There may be something in that, but the complaints by William Wragg, a Manchester MP and vice-chairman of the 1922, aren’t quite the same. He has form, admittedly. He was (jointly with two others) the most rebellious Tory MP on the last count (in June last year); amusingly, Sir Graham Brady, chairman of the 1922 and the man who tots up the complaints about the PM, was just behind at fourth.

Mr Wragg’s specific allegation, however, is that the whips’ office said that his constituency wouldn’t get funding that it might otherwise have secured if he were disloyal. That’s obviously a different sort of thing from saying he wouldn’t, for example, get a junior ministerial post. One affects Mr Wragg’s standing in the party (and is arguably fair enough, since collective responsibility is part of being a minister), the other is potentially about whether his seat, and thus his constituents, get a new school or funding for a roads upgrade.

That will strike most people as beyond the normal intimidation or bribery that – whether you approve of it or not – gets used for internal party politics. It’s hard to see that it’s a matter for the police, though, and not just because we’ve only got Mr Wragg’s say-so; even if it was said, there’s nothing to suggest the whips have the power to do such a thing, or that anyone has ever actually done it.

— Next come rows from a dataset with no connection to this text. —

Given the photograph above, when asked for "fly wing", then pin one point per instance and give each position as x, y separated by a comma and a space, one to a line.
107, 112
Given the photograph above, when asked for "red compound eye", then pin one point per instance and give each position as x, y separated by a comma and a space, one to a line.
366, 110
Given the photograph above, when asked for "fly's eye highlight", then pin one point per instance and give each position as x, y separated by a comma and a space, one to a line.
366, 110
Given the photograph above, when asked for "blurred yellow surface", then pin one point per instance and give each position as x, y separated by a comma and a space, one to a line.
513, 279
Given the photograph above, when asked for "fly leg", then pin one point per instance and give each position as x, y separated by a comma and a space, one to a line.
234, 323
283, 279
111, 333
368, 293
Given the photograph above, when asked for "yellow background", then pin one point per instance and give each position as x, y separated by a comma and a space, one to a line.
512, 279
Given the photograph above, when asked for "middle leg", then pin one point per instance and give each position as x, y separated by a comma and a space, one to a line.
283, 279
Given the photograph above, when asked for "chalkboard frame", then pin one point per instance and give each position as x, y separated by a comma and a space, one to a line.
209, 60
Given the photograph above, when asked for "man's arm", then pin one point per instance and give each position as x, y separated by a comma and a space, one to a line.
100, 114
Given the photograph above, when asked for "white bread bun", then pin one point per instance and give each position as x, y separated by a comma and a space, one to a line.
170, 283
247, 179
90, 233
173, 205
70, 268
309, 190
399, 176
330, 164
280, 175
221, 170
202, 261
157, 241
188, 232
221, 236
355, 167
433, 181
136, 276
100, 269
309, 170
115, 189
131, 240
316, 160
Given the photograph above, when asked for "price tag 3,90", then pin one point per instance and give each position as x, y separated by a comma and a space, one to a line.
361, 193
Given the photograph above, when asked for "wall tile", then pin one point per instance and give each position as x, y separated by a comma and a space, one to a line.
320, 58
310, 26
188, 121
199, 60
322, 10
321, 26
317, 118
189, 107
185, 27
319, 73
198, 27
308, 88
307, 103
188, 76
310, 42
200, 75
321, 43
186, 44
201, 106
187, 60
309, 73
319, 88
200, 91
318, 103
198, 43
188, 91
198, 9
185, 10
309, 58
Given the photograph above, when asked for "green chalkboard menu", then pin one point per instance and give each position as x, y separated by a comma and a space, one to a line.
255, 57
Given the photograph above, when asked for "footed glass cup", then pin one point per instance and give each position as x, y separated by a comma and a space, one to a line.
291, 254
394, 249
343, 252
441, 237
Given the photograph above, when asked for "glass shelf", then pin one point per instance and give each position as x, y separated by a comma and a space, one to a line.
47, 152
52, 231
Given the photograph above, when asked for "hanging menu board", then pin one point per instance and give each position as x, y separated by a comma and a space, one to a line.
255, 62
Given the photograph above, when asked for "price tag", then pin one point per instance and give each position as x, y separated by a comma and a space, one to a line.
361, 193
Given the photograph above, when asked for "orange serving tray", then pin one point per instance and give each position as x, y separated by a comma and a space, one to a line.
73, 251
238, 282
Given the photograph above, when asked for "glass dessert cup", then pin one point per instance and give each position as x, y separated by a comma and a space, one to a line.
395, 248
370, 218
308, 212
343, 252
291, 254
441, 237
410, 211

There are, in fact, quite a few rebellious MPs who have nonetheless had quite generous “leveling-up” funding, and come forward to say so.

A problem for the PM, even if you make the highly contentious assumption that he can ride out the next week or so and stay in his job, is that most people, particularly people of a conservative disposition, respond better to incentives than to threats. But we’ve had two years of threats and restrictions: public anger about parties isn’t the gatherings themselves, which most acknowledge weren’t a serious health danger, but that the rest of us were subject to severe, and probably useless, restrictions that those who imposed them flouted.

The carrots promised by Mr Johnson – levelling up, a freer society, a Brexit trade bonus – have not appeared. Instead, we’re in for tax rises, inflation and constant, new, interfering regulations on everything from fast food to voter ID, and restrictions on protests to declaring lobsters sentient. Those are sticks that may prove a sticking point. If they do, the party’s over.